DETERMINAÇÃO JUDICIAL PARA RECONSTRUÇÃO DE ESCOLA — PRINCÍPIO DA SEPARAÇÃO DE PODERES
Não há ofensa ao princípio da separação dos poderes, quando a decisão do Poder Judiciário se limita a cumprir mandamento constitucional que obriga o Estado a garantir condições físicas básicas ao adequado funcionamento de escola.
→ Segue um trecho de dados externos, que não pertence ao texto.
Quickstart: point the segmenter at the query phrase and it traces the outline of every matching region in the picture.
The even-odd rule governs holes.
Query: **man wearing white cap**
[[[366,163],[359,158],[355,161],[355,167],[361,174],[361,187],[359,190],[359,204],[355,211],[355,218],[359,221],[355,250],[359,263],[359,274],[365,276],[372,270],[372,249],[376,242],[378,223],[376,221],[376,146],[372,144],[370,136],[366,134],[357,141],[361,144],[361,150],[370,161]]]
Trata-se de apelação interposta pelo Distrito Federal, em sede de ação civil pública, contra a sentença na qual o Juízo a quo determinou a reconstrução de Escola Classe na Ceilândia em virtude do seu precário estado de conservação bem como a transferência temporária dos alunos para estabelecimentos próximos, com transporte gratuito, até finalizada a obra. O DF sustentou violação ao princípio da separação dos poderes e ausência de dotação em lei orçamentária para realizar a construção. O Relator esclareceu que é dever do Poder Público garantir o acesso e a permanência das crianças e dos adolescentes nos estabelecimentos públicos de ensino, com a maior qualidade possível, uma vez que a educação é direito social previsto pela Constituição Federal (art. 6º) e por leis infraconstitucionais, como o Estatuto da Criança e do Adolescente e a Lei de Diretrizes e Bases da Educação (Lei 9.394/96). Constatou que a permanência dos alunos e dos discentes nas dependências da referida escola representa risco à integridade física deles, pois, segundo as perícias técnicas e a manifestação da Subsecretaria de Proteção e Defesa Civil, há a possibilidade de desabamento iminente do prédio. De acordo com o Magistrado, em situações extremas como a dos autos, o Supremo Tribunal Federal já adotou entendimento de que a determinação judicial que visa obrigar a implementação das políticas públicas em casos de omissão dos órgãos estatais competentes não pode ser entendida como violação à independência dos poderes ou à discricionariedade administrativa. Ao final, destacou que a cláusula da reserva do possível, de caráter eminentemente financeiro, não pode ser invocada pelo Poder Público em detrimento dos direitos fundamentais à vida, à saúde e à educação pública de qualidade. Logo, a Turma negou provimento ao apelo.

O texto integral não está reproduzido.